Korea Internet & Security Agency (KISA) closed last year's information security disclosure registration, and a fairness dispute is emerging as only domestic corporations are subject to quantitative disclosure standards. Domestic corporations disclosed details such as information security investment and dedicated personnel, while most foreign corporations fulfilled their disclosure obligations with qualitative explanations, leaving key items blank. The government will expand the scope of information security disclosure to all domestic listed companies starting next year, but foreign corporations are still excluded from quantitative evaluation.
According to the security industry on the 3rd, registration for last year's information security disclosure run by Korea Internet & Security Agency (KISA) closed on the 30th of last month. The information security disclosure system requires corporations to disclose information security investment, dedicated personnel and related activities. It was introduced to guarantee users' right to know and to encourage corporations to invest in information security. It began in 2015 as voluntary disclosure, and as the need to strengthen corporations' information security capabilities grew, mandatory disclosure has been implemented since 2022 for some corporations.
Currently, the mandatory disclosure targets are set based on business sector, revenue and number of users.
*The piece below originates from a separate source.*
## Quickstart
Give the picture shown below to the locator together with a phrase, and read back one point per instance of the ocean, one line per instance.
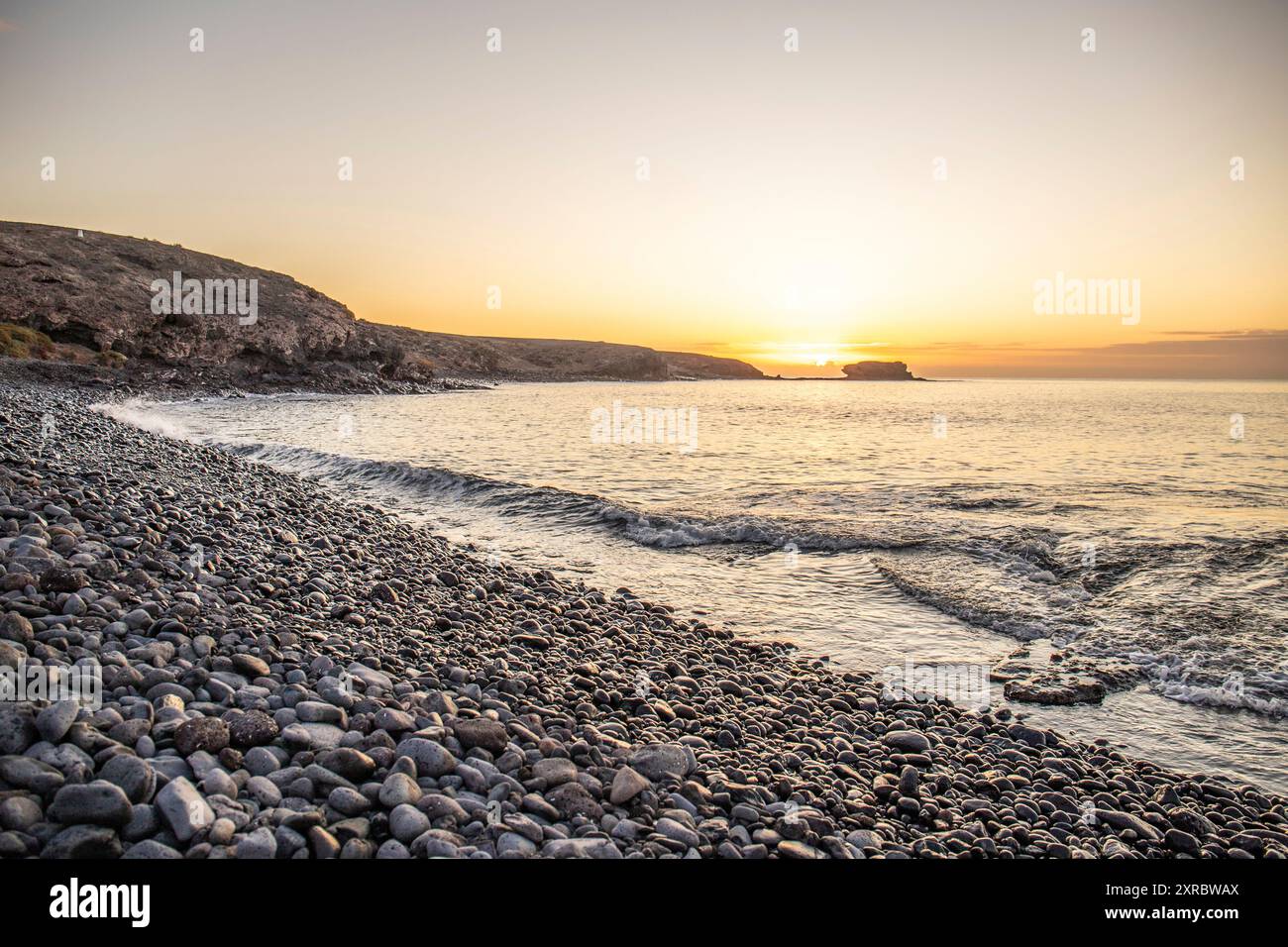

Target entities include period telecommunications carriers that own line facilities, internet data center (IDC) operators, tertiary general hospitals, and cloud computing service providers, as well as listed companies on the main board and KOSDAQ that must designate and file a chief information security officer (CISO) and have revenue of 300 billion won or more. Corporations whose average daily number of users of information and communications services is 1 million or more are also subject to mandatory disclosure.
However, contrary to the intent of the system, the industry is raising the issue of fairness with foreign corporations. The Korean subsidiaries of global corporations such as Google, Tencent, Meta, TikTok, Microsoft (MS), IBM and Amazon Web Services (AWS) are subject to mandatory information security disclosure but are not disclosing their information security investment and the size of their dedicated personnel. This is because, when the system was introduced, the government exceptionally allowed qualitative disclosure, judging that it would be difficult to produce quantitative figures under domestic standards in consideration of the characteristics of foreign corporations with headquarters overseas.
In fact, disclosures submitted by these corporations said they run their overall information security framework at the global headquarters level and that it is difficult to provide information only for the Korean subsidiary, and they substituted disclosure by describing their information security activities. The problem, critics say, is that such explanations also lack specificity and amount to listing their own security solutions and features, undermining the effectiveness of the disclosure.
As a result, the industry complains that the current system applies strict standards only to domestic corporations. Although the government has expanded the scope of information security disclosure to all domestic listed companies starting next year, foreign corporations remain excluded from quantitative evaluation, which is also drawing criticism. After a series of cyber incidents last year, information security disclosure standards were tightened, increasing the burden on domestic corporations, but the same standards are not applied to global corporations.
Experts noted that hacking damage occurs to domestic users regardless of a corporation's nationality, and that global corporations doing business in Korea should also carry out information security disclosure and social responsibility under the same standards as domestic corporations. In particular, as cyber threats become more advanced with the spread of artificial intelligence (AI) and consumers' interest in corporations' security investment and capabilities grows, the current system that excludes foreign corporations from quantitative disclosure is criticized as a "half measure."
Yeom Heung-yeol, an emeritus professor in the department of information security at Soonchunhyang University, said, "Foreign corporations that currently do substantial business in Korea offer services no different from domestic corporations in the same industry, but are in effect left out of information security disclosure," and added, "However, since foreign corporations may find it difficult to calculate domestic revenue or investment separately, it is necessary to consider setting disclosure targets based on domestic impact such as number of users."
He added, "Just as the Personal Information Protection Act applies to corporations doing business in Korea regardless of nationality, the information security disclosure system should also be gradually expanded to foreign corporations to eliminate discrimination between domestic and foreign corporations," and "In the initial stage, participation can be encouraged by providing incentives to disclosing corporations, and in the long term, the system should be improved to apply the same standards."